15:16:43 <Swami> #link https://bugs.launchpad.net/neutron/+bug/1445255
15:16:43 <openstack> Launchpad bug 1445255 in neutron "DVR FloatingIP to unbound port does not work" [Low,In progress] - Assigned to Swaminathan Vasudevan (swaminathan-vasudevan)
15:17:39 <Swami> am I still visible.
15:17:52 <regXboi> yes on the visibility
15:17:55 * regXboi reading
15:18:51 <Swami> next one in the list
15:18:55 <Swami> #link https://bugs.launchpad.net/neutron/+bug/1521815
15:18:55 <openstack> Launchpad bug 1521815 in neutron "DVR functional tests failing intermittently" [Low,Confirmed] - Assigned to Swaminathan Vasudevan (swaminathan-vasudevan)
15:19:18 <Swami> This bug can't be reproduced and it kind of settled itself in the gate.
15:19:56 <Swami> We are not sure what caused this issue in the gate. So let us keep an eye on this and move forward. regXboi has lowered the serverity on this bug.
15:20:37 <Swami> I think that's all we have for bugs today.
15:20:38 <regXboi> I've got nothing to add that isn't in the bug discussion
15:20:55 <Swami> If you guys have anything else to discuss we can discuss, else we can move one.
15:21:00 <regXboi> let's move on
15:21:10 <Swami> ok, that's all I have for bugs.
15:21:21 <Swami> #topic gate-failures
15:21:42 <Swami> How is gate failure looking with respect to dvr
15:22:19 <regXboi> so the check pipelines have settled out after the metering hangup
15:22:29 <Swami> regXboi: yes true
15:22:49 <obondarev> I'm concerned by a new dvr multinode failure here https://review.openstack.org/#/c/250075/
15:22:51 <regXboi> single node DVR can probably go back to voting - it is tracking neutron-full pretty well
15:23:00 <obondarev> which is probably related to the patch
15:23:00 * regXboi looks
15:23:27 <obondarev> need to investigate before merging
15:23:28 <Swami> obondarev: is it causing failures in gate.

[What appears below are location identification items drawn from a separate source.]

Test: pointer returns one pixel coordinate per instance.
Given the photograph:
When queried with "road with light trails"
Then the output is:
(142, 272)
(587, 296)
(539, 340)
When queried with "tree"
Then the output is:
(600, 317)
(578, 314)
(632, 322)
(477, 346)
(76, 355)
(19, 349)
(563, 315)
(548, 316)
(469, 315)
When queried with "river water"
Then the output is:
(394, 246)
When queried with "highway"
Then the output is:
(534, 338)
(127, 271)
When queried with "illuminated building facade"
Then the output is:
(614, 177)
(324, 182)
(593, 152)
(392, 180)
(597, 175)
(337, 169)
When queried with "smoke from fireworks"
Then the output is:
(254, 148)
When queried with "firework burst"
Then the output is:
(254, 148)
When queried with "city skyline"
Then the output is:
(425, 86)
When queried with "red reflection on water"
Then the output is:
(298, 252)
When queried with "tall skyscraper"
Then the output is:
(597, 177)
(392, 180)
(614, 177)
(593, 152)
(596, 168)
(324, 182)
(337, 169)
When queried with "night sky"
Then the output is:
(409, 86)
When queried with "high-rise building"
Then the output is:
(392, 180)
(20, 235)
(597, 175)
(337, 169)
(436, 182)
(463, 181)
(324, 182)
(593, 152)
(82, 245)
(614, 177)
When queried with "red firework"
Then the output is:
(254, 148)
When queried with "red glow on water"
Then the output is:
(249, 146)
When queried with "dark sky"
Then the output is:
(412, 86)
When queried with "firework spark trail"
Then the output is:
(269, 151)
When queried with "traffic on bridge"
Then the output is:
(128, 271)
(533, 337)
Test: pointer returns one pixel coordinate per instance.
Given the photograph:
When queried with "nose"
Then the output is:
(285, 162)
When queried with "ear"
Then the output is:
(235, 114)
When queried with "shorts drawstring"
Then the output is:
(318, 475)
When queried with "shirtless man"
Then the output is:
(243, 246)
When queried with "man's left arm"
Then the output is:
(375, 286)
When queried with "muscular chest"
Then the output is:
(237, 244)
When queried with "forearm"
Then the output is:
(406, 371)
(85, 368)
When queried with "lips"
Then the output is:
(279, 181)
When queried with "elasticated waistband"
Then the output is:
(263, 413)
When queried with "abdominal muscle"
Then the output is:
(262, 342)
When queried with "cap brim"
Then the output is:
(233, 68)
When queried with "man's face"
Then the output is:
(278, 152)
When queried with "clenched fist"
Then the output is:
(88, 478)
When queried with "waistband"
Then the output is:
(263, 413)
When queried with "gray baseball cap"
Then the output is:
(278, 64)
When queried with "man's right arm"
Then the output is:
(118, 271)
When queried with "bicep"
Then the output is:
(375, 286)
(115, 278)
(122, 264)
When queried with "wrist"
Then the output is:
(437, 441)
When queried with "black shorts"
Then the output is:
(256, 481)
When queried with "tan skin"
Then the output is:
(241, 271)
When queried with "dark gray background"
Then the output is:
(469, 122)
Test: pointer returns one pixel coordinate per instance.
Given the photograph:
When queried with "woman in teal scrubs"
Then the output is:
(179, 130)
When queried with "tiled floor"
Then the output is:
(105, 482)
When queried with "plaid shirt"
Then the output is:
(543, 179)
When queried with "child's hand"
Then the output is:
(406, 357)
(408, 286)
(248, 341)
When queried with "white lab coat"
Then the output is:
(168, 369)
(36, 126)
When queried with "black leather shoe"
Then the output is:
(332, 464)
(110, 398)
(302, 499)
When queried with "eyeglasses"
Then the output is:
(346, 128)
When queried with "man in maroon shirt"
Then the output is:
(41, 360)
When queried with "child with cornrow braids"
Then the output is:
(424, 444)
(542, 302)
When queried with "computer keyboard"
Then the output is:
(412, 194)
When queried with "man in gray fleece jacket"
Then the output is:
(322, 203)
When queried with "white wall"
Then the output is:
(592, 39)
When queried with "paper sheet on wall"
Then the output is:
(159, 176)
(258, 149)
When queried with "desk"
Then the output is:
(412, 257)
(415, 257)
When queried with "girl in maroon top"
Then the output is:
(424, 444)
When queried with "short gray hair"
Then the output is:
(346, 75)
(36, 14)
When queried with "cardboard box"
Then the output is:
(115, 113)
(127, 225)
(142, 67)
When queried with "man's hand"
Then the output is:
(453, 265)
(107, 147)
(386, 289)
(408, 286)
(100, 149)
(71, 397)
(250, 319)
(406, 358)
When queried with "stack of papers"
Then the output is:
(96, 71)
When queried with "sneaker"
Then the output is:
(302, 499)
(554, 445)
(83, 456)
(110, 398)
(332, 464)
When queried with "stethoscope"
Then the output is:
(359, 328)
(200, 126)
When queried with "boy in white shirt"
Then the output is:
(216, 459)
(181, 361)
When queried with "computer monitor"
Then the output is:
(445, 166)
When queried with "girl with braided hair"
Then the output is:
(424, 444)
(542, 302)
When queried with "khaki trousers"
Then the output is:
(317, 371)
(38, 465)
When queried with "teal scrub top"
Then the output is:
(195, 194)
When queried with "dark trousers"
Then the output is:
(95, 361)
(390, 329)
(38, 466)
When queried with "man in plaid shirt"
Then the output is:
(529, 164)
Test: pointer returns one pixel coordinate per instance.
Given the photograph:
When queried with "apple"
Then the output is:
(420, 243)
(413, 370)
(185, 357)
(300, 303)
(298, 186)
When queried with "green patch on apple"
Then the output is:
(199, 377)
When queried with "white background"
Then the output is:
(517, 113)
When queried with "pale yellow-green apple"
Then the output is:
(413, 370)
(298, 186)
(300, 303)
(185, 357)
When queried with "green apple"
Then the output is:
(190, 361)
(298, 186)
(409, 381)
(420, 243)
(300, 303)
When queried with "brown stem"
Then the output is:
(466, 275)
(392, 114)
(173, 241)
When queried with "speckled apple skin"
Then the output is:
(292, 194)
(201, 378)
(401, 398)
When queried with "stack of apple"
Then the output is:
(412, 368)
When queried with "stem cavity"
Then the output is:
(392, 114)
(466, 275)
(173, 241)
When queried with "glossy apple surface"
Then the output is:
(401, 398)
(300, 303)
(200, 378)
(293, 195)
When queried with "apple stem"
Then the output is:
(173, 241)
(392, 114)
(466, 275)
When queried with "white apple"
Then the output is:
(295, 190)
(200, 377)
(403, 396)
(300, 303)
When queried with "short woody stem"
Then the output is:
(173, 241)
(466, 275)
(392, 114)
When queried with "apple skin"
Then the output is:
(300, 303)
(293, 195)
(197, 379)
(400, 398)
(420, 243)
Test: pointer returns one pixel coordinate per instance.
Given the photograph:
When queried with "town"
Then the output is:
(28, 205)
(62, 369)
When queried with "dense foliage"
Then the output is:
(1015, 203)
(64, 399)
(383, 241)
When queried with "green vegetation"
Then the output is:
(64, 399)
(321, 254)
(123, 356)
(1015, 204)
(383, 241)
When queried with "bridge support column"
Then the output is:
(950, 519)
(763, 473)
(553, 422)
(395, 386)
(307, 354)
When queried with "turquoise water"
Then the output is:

15:23:40 <regXboi> obondarev: I'm -1 that patch because of that
15:23:43 <Swami> obondarev: I think we agreed that if it breaks the gate we can revert it.
15:24:08 <obondarev> We've not merged it yet, so we have time to investigate
15:24:11 <Swami> at this point we don't want to introduce more issues in gate.
15:24:17 <regXboi> I've thrown a -1 on that patch
15:24:19 <obondarev> Swami: right
15:24:37 <regXboi> *because* that dvr-multinode failure isn't one I can just say "oh that's independent"
15:24:40 <obondarev> regXboi: fair enough
15:24:48 <Swami> obondarev: if you have more data points please update it.
15:24:51 <obondarev> regXboi: right
15:25:05 <obondarev> Swami: I don't have any ATM
15:25:11 <Swami> obondarev: ok
15:25:18 <obondarev> will try to find time to investigate
15:25:30 <regXboi> so right now I'm thinking we can ask for dvr to be voting again
15:25:36 <regXboi> and maybe multinode-full
15:25:39 <Swami> ok I do have a debug patch to address the fip failures in the gate, but I am seeing another issue where the pings are not getting response.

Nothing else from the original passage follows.